Two days after the statewide primary election, I blogged about participating in the Maricopa County hand-count audit of ballots. I learned that evening that election integrity activist John Brakey along with several other plaintiffs would soon file a public records disclosure lawsuit in the Superior Court for Santa Cruz County seeking access to documents to assess its election integrity systems.

That lawsuit was filed on September 5 and can be viewed at this link.

Brakey's co-plaintiffs include AUDIT-AZ (Americans United for Democracy Integrity and Transparency in Elections), an unincorporated association, and several individuals including members and candidates standing for election for the Nogales, AZ city council.

Brakey and other AUDIT-AZ activists pushed for legislation passed in 2006 to add Section 16-602 to Arizona Revised Statutes to require the hand-count audit.

Hand counts are only one important tool for ensuring integrity of election processes. According to Michigan Professor J. Alex Halderman, quoted in a post at Freedom to Tinker on digital technologies to foster civic engagement, specifically about online voter registration,
CITP Fellow J. Alex Halderman, in an interview with the National Conference of State Legislatures earlier in 2013 recommended, “ensuring that security experts are consulted during design [of an on-line registration system], adequate security testing is undertaken before the system goes live, and ongoing monitoring for threat detection efforts [takes place] while the system is being operated.”    
One of Halderman's "claims to fame" is in having hacked an internet voting system in 2010 the District of Columbia was testing that "would give overseas and military voters a way to download and submit absentee ballots online."

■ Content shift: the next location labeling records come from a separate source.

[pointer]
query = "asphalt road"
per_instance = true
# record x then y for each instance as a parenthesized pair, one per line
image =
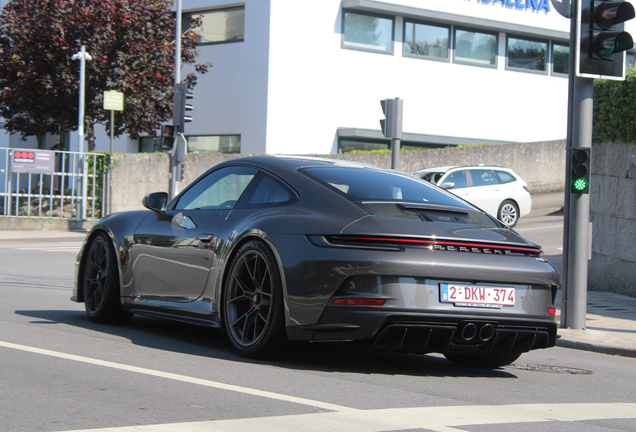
(60, 372)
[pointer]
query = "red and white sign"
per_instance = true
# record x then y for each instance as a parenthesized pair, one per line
(33, 161)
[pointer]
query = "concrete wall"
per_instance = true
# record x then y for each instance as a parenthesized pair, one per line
(542, 165)
(613, 213)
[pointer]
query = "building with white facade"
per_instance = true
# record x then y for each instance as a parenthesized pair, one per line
(307, 76)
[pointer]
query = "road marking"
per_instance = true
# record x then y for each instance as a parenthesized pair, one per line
(345, 419)
(177, 377)
(44, 247)
(438, 419)
(536, 228)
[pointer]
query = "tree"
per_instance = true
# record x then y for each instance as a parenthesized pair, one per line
(132, 45)
(615, 110)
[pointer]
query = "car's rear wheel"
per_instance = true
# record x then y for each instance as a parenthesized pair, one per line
(508, 213)
(253, 315)
(101, 283)
(482, 361)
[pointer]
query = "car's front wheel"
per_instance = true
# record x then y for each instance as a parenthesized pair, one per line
(482, 361)
(100, 283)
(253, 315)
(508, 213)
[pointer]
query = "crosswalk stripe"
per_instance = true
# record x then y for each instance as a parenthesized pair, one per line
(345, 419)
(45, 247)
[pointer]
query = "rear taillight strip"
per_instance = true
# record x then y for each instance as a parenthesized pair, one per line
(432, 243)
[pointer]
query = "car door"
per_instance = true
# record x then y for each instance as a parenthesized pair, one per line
(484, 191)
(174, 256)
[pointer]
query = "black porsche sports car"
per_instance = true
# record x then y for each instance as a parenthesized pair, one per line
(287, 248)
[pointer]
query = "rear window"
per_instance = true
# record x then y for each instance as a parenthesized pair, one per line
(361, 184)
(505, 177)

Besides teaching a MOOC on Securing Digital Democracy, Halderman is scheduled to present, with colleagues, a paper -- Security Analysis of the Estonian Internet Voting System -- to a conference on computer and communications security in Scottsdale the first week of November. The abstract for that paper:
Estonia was the first country in the world to use Internet voting nationally, and today more than 30% of its ballots are cast online. In this paper, we analyze the security of the Estonian I-voting system based on a combination of in-person election observation, code review, and adversarial testing. Adopting a threat model that considers the advanced threats faced by a national election system—including dishonest insiders and state-sponsored attacks—we find that the I-voting system has serious architectural limitations and procedural gaps that potentially jeopardize the integrity of elections. In experimental attacks on a reproduction of the system, we demonstrate how such attackers could target the election servers or voters’ clients to alter election results or undermine the legitimacy of the system. Our findings illustrate the practical obstacles to Internet voting in the modern world, and they carry lessons for Estonia, for other countries considering adopting such systems, and for the security research community.
Even though we don't have internet voting in Arizona, digital technology and computers are very much a part of the systems, processes and procedures we use. Brakey and others in AUDIT-AZ have been examining election systems for several years.

According to the Santa Cruz County lawsuit, elections officials didn't think they had to bother with AUDIT-AZ, considering them a distraction. But PITA or not, this kind of accountability is crucial to maintaining citizen confidence that all votes will be counted properly and transparently.

In Maricopa County, the fourth largest in population in the country, they make mistakes. With the minute data that must be kept free from error and confusion, mistakes happen even with the best of intentions and proper diligence. In the most high profile problem this year, a potential resolution to the Peoria City Council election situation has been worked out to hold the cancelled primary election on November 4 along with the general election. If no candidate emerges with 50 percent plus one vote, a runoff election will be held in March 2015.

In 2012, Maricopa County published the wrong date for the general election in Spanish language printed material it distributed. Last month, I had to contact MC elections to get them to correct the location for my precinct's polling place on their internet listing. 

So, along with the candidate campaign related and issue (ballot measure) posts that I may publish in the next two months or so, I intend to keep my ear to the ground for developments in this litigation.